Дядюшка не успел спросить меня, не знаю ли я поблизости других магазинов. Но, поскольку я сказал, что спешу, мы расстались.
Мне действительно нужно было успеть купить Эглантине подарок до закрытия магазинов. До обеденного перерыва оставалось совсем немного. Увидев, что ее машина выезжает с парковки перед магистратом, я подбежал к ней, упросил пустить меня за руль: «Тебя ждет сюрприз!» — и отвез в ювелирный магазин Лефорта, на улице Рене Шеффер. Там я объявил, что мне нужны обручальные кольца, это заставило ее расхохотаться. «Ну, до этого дело еще явно не дошло», — сказала она, вновь обретя серьезность, к великому неудовольствию мсье Лефорта, который уже выставил на прилавок многочисленные футляры. «Что касается обручальных, я, разумеется, пошутил, — прошептал я ей на ухо, — но что касается колец, предложение остается в силе!» Эглантина наградила меня долгим поцелуем в губы прямо на глазах у мсье Лефорта, слегка смущенного этим зрелищем, а потом перемерила множество золотых, серебряных, вермелевых колец с нарастающим энтузиазмом, но все никак не могла сделать окончательный выбор.
Я начал выбирать для нее сам: сначала выбрал с одним камнем, потом со множеством камней — она скорее тяготела к изобилию, — потом у меня закружилась голова и возникло такое ощущение, что я погружаюсь в зыбучий песок или поднимаюсь на скоростном лифте на самый верх небоскреба.
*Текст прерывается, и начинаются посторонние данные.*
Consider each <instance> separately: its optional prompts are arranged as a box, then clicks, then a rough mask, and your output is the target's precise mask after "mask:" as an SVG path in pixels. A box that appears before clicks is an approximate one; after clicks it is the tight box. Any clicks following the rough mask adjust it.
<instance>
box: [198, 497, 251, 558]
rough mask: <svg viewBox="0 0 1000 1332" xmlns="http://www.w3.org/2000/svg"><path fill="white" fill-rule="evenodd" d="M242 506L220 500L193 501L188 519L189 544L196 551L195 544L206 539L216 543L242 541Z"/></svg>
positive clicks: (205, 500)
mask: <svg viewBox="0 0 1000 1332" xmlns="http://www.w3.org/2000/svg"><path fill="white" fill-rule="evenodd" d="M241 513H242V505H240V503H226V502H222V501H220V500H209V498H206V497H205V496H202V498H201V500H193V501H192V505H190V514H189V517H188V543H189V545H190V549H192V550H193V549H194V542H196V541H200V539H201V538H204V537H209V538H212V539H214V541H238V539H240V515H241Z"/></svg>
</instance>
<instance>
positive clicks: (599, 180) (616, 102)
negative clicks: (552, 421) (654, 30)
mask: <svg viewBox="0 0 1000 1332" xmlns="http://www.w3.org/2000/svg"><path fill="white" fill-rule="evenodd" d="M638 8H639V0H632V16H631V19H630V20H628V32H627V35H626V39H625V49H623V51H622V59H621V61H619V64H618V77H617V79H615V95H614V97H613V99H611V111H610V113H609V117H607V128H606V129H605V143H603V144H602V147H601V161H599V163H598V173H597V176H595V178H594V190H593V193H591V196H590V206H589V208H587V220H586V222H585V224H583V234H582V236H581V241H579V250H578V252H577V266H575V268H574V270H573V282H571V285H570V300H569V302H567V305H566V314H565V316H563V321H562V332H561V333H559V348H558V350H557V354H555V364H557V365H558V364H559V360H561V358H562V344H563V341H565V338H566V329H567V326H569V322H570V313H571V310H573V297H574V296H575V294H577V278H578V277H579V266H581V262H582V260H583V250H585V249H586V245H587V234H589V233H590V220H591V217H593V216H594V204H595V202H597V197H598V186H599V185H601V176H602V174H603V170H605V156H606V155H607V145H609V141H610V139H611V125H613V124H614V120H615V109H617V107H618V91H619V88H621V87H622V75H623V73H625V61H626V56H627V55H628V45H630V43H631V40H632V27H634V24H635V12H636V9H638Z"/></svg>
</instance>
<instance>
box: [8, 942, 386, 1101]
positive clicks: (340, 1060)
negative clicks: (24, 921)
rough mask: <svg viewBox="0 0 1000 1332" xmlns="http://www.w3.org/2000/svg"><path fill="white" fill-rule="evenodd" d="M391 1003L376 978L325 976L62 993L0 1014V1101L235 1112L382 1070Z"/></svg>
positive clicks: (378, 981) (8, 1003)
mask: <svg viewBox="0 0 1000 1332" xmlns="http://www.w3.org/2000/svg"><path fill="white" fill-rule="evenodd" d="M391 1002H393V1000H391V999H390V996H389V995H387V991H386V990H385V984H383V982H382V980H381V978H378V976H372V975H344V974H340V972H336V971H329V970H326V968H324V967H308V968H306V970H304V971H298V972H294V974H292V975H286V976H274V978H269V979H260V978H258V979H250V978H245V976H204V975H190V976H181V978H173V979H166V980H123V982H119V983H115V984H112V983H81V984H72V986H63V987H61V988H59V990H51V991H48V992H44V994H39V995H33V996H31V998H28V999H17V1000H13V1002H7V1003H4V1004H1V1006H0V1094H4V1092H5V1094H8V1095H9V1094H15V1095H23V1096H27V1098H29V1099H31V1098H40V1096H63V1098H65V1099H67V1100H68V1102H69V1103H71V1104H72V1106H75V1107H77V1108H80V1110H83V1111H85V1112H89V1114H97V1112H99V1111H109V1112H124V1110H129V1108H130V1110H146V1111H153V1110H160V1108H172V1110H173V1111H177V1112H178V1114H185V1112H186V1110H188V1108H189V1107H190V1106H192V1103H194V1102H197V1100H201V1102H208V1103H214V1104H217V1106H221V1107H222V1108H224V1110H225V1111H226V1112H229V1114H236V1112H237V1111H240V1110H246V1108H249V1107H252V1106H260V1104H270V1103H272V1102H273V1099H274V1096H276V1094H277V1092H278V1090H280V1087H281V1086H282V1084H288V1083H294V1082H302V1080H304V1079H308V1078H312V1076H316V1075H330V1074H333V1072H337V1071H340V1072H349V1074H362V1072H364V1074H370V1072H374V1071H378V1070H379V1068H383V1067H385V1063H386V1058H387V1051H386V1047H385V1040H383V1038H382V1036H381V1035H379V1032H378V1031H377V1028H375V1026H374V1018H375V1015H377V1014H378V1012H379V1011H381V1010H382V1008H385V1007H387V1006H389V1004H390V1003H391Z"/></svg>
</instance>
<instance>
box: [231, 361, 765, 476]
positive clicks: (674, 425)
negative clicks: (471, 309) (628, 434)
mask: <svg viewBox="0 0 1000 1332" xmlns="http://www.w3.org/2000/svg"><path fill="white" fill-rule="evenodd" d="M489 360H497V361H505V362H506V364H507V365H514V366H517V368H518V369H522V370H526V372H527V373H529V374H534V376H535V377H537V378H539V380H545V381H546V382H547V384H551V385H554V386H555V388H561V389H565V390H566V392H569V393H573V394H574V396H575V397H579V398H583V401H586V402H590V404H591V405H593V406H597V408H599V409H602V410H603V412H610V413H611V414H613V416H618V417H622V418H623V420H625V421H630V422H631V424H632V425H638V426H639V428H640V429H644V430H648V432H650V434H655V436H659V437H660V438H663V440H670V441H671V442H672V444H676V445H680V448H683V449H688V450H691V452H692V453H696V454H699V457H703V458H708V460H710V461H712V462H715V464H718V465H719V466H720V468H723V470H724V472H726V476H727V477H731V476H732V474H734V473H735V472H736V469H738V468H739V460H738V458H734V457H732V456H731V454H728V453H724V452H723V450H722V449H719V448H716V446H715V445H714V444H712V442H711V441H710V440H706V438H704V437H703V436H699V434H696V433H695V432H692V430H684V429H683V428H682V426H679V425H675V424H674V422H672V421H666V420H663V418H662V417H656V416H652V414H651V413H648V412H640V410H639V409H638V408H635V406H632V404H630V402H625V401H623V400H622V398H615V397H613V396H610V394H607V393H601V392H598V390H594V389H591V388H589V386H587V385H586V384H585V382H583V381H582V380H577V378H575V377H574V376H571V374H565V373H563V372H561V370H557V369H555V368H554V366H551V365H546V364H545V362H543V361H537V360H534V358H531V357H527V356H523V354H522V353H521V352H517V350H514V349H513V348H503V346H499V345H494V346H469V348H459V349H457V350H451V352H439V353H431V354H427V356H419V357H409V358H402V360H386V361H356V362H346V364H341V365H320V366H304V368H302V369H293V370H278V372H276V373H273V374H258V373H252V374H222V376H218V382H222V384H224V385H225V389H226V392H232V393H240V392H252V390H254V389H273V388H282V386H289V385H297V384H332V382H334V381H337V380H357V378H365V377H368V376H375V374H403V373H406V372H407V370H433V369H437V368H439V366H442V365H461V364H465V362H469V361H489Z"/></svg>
Мной овладела покупательская лихорадка, и я начал украдкой посматривать на микроскопические этикетки — минимальная цена была 1749 евро за кольцо с двенадцатью бриллиантами, очень тонкой огранки, 0,65 карата, и максимальная — 4843 евро за кольцо, украшенное рубинами, сапфирами, изумрудами и сорока восемью бриллиантами в 1,15 карата — это была величина аванса, который должен был выплатить мне банк «Flow» в конце следующего месяца. К счастью, Эглантина, после недолгого молчания, во время которого она держала неподвижную правую руку на весу и разглядывала ее с выражением глубокой, почти медитативной отрешенности, вдруг быстро опустила руку, резко сняла кольцо и решительно заявила: «Эти дурацкие штуки меня старят!», — заставив ювелира побледнеть. «Во всяком случае, никаких колец!» — добавила она. Затем с сияющим видом спросила:
— Может быть, вделать бриллиант в пупок? Или нет, — тут же ответила она самой себе с загадочной улыбкой. — Когда я буду… Если я буду беременной, он может выпасть!
Я не настаивал. Ювелир тоже. Но, кажется, он вновь обрел надежду, увидев, куда смотрит Эглантина и куда вслед за ней невольно взглянул и я: на небольшое колье со скарабеем, лежавшее в витрине недалеко от входа.
— Египетский амулет счастья, цельное золото, восемнадцать карат, — сказал он, предупреждая наши вопросы, — точное воспроизведение украшения XVIII династии, которое в настоящий момент находится в Лувре.
И прежде чем Эглантина успела что-либо ответить, скарабей уже висел в ложбинке между ее грудей — маленькое золотое пятнышко на фоне матовой кожи, мягко освещенной отблесками круглого зеркала, которое мсье Лефорт незаметным жестом извлек из ящика стола и протянул ей.
— М-м-м… — только и сказала она, и о смысле этого междометия можно было только догадываться.
— Обратите внимание, — произнес ювелир с победным взглядом рыбака, наконец-то подцепившего долгожданную рыбку, — на иероглифы на брюшке скарабея. Они означают «счастье» и «долгую жизнь».
Если бы я только знал, что за «долгая жизнь» ожидает мою бедную подругу, я бы позволил себе горько усмехнуться. Но вместо этого я, достаточно впечатленный, говорил себе, что это украшение словно создано для нее и делает ее еще более желанной. И когда, взглянув мне прямо в глаза с улыбкой, способной, казалось, растопить полярные льды, она дала мне понять, что готова уступить моему нежно-неистовому порыву, на меня нахлынуло ощущение, что, возможно, нет большего счастья, чем любить кого-то и сделать ему подарок, который ему понравится. Словно бы два желания усиливают друг друга, будучи направленными на один и тот же объект. Нет большего счастья, и сравниться с ним может только счастье от появления на свет маленького существа, в чьем единственном хрупком тельце заключено двойное могущество разделенной любви. Но это скорее была идея Эглантины, чем моя.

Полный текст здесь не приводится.